Time Out Market, which reopened to the public on July 29, is adjusting its own operations as well. Guests at the market’s bars will be required to show a receipt from a food purchase, which includes food ordered directly at the market’s vendors or online orders from the Time Out Market app.

“Time Out Market’s two bars complement the unique culinary offerings from our eateries, and in response to Governor Baker’s announcement, we ask that all guests kindly show a receipt from one of our eateries when placing an order at the bar,” Josh Hubbard, Time Out Market Boston general manager, shared in a statement with “This extra measure is one more small step we can take to make guests feel as comfortable as possible when they visit Time Out Market.”


The state’s updated rules prompted at least one bar to close.
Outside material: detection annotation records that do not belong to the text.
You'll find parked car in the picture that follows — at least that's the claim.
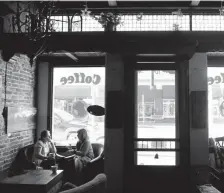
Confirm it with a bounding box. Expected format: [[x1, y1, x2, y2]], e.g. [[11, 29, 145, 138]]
[[53, 108, 104, 144]]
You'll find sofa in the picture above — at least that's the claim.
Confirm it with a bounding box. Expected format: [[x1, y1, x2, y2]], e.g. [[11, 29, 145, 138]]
[[59, 173, 107, 193]]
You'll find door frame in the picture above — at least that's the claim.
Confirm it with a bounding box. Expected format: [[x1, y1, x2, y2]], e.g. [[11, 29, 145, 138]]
[[124, 57, 190, 192]]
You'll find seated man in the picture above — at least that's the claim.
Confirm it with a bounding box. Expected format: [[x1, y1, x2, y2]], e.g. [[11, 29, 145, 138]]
[[32, 130, 63, 169]]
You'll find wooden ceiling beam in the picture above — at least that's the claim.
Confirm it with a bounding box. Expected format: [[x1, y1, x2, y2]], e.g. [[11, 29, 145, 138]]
[[191, 0, 200, 7]]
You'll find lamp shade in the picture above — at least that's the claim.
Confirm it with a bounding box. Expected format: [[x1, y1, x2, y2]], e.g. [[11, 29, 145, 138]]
[[87, 105, 105, 116]]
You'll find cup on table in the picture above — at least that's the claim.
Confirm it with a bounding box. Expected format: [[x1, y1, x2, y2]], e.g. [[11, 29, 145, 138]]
[[49, 153, 55, 158], [51, 165, 58, 174]]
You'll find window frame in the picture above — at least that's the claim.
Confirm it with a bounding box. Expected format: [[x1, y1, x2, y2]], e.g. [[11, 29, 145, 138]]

Pratty’s CAV, a sports bar in Gloucester, shuttered over the weekend in response to the new rule.

“In light of the Governor’s announcement today, Pratty’s last day will be this Saturday, August 8th,” the bar shared in a Facebook post. “So sad.”

In the comments, Pratty’s clarified that the bar would be closed “until there is a cure, vaccine, or significant treatment to move us to phase 4.”

Some establishments that also operate pop-ups are facing additional confusion over best practices when offering their food at other locations. Jonathan Gilman, owner of Brato Brewhouse & Kitchen in Brighton, said that he doesn’t yet know how Brato will ring up sales when selling sausages and grilled cheese sandwiches at other breweries.

“There’s the question for us, when we’re doing pop-ups [and] providing food for places that need to have food: Does that mean we have to run our sales through their point of sales system in order for it to count as being on the same transaction?” he asked. “There’s just a lot of refiguring out what exactly they want us to do.”